Chiarelli has assembled hockey's deepest and most complete line-up and his Bruins are the odds-on favourite to become only the second team in the last 20 seasons to successfully defend their championship (Detroit in 96-97 and 97-98).

In addition to the moves outlined earlier, Chiarelli has made a number of shrewd high profile deals (Kessel for draft picks that became Tyler Seguin and Dougie Hamilton; Brad Boyes for Dennis Wideman, who eventually turned into Nathan Horton and Gregory Campbell), was rewarded for staying patient with holdover young talent (Patrice Bergeron and David Krejci), and identified and acquired the right veteran pieces to help short-term (Mark Recchi) and long (Rich Peverley, Chris Kelly, Andrew Ference, Dennis Seidenberg, Johnny Boychuk).

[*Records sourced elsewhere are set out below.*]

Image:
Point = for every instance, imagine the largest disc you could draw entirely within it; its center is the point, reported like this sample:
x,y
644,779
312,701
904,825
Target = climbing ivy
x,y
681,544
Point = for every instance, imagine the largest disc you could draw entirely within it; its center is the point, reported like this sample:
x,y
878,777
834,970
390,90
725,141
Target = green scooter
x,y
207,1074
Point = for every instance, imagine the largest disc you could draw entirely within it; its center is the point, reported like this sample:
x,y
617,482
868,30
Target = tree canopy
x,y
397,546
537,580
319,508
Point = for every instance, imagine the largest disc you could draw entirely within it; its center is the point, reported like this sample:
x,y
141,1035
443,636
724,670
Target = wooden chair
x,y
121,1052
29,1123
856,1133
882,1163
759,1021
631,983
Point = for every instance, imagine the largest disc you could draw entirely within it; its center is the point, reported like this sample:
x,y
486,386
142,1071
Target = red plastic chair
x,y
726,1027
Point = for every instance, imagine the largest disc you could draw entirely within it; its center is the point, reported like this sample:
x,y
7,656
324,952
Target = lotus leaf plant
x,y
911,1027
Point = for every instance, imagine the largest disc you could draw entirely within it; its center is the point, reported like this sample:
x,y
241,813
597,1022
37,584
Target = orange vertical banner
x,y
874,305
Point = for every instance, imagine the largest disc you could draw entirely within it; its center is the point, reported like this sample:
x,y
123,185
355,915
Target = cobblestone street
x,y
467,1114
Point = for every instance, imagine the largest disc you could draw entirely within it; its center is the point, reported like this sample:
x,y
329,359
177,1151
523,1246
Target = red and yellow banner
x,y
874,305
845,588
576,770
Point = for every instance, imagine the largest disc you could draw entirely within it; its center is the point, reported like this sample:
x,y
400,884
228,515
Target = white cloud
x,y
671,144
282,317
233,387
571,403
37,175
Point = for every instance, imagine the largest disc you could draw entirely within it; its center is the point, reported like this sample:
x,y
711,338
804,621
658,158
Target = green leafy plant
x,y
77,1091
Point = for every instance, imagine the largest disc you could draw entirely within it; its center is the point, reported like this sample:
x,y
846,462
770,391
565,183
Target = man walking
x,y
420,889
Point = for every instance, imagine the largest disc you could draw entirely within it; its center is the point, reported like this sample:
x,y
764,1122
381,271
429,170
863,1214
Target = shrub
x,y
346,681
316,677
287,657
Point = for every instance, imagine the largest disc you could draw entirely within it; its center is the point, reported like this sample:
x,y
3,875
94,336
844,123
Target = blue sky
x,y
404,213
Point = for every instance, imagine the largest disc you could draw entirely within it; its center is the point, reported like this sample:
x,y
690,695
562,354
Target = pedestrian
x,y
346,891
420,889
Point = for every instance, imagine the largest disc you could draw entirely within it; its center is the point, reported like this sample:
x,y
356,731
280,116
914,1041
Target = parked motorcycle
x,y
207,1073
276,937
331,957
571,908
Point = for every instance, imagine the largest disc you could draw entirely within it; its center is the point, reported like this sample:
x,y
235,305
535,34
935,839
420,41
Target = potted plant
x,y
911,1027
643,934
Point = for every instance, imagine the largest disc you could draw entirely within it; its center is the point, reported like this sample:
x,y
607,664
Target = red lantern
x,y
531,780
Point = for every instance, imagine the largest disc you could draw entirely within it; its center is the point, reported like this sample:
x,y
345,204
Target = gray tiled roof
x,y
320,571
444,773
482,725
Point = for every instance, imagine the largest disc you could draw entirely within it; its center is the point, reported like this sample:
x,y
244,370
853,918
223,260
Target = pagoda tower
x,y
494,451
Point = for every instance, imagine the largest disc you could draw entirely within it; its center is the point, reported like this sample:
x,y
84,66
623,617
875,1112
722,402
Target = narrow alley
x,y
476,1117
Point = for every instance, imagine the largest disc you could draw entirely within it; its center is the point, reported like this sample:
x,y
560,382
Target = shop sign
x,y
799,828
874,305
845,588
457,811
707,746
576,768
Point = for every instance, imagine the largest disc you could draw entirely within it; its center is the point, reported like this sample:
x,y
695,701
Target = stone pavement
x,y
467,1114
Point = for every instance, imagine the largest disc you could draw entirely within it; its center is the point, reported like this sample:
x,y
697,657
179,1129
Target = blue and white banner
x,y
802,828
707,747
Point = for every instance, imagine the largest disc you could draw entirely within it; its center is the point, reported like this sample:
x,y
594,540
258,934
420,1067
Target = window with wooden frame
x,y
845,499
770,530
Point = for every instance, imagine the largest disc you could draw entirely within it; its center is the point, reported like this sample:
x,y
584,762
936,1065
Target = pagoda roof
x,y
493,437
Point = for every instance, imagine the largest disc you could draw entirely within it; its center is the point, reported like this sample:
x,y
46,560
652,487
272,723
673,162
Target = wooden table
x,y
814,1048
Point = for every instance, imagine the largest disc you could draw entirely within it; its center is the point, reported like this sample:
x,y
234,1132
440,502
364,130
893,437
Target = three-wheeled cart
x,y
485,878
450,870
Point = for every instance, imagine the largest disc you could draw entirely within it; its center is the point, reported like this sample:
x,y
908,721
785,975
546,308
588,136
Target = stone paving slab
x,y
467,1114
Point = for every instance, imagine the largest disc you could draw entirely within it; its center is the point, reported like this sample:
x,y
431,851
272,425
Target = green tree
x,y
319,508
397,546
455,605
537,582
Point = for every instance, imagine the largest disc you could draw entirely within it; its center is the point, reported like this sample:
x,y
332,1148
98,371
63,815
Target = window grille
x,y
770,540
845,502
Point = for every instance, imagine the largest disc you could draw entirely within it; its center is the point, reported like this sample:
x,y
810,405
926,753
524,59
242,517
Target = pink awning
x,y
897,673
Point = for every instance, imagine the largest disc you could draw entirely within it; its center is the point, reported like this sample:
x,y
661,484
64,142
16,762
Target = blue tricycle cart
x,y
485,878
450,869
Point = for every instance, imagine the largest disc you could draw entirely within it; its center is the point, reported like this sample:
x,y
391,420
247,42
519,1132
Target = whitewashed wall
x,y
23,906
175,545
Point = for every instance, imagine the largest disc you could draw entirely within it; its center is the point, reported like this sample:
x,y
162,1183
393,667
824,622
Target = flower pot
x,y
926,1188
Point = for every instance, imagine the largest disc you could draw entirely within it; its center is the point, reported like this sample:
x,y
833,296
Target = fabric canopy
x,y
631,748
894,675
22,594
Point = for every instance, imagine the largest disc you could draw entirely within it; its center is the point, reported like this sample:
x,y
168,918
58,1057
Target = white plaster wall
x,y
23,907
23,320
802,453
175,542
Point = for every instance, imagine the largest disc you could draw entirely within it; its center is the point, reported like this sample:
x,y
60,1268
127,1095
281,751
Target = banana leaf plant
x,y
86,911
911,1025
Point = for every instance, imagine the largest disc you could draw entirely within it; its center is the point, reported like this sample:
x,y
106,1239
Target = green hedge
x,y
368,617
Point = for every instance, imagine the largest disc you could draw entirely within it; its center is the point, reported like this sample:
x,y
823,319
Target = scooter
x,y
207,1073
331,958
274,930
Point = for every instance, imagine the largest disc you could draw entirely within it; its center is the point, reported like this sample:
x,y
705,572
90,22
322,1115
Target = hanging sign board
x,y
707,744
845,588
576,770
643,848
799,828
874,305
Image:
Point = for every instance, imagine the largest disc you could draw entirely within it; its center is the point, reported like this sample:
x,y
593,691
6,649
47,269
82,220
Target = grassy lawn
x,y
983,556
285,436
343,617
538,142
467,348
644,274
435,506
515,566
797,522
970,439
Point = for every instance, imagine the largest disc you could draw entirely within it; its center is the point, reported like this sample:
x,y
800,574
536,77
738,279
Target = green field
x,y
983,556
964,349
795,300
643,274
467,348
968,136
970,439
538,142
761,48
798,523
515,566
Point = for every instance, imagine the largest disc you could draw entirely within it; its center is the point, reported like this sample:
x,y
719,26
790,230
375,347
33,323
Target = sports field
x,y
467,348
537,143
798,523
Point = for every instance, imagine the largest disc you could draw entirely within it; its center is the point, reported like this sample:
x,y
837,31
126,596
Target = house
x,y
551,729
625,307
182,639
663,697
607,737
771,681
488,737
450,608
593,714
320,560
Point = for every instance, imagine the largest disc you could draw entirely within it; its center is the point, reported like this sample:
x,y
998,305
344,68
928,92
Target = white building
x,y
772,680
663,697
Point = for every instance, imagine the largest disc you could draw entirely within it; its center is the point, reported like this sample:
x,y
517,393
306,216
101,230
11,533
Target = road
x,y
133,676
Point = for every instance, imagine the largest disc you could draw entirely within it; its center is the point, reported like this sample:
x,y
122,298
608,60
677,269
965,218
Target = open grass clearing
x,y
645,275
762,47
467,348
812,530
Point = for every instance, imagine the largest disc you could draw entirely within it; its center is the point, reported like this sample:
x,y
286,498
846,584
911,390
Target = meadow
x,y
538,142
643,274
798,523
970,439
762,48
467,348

Even the goaltending situation, which not that long ago was a potential area of concern, appears to be working itself out beautifully for Chiarelli. After Tim Thomas provided exceptional value during his first three and a half years in Boston, Chiarelli signed the goalie to a four year $20 million contract extension that kicked in for the 09-10 season and would see Thomas through to his 40th birthday. As that season unfolded Thomas struggled and Rask emerged, and it looked like the Bruins might be stuck with a potentially crippling $5 million cap hit for an aging back-up goalie.

Instead, Thomas bounced back with a Vezina and Conn Smythe-winning performance last year, has posted nearly identical numbers again this year, and now has only one more very cap manageable season left on that extension. Meanwhile Rask has gained plenty of experience, and will be looking to increase his workload and salary at a time that should fit perfectly into Chiarelli's plans.

Which evidently include more Stanley Cup parades in Boston.

*Bergeron, Krejci, and Thomas were the only three players Chiarelli didn't bring to Boston.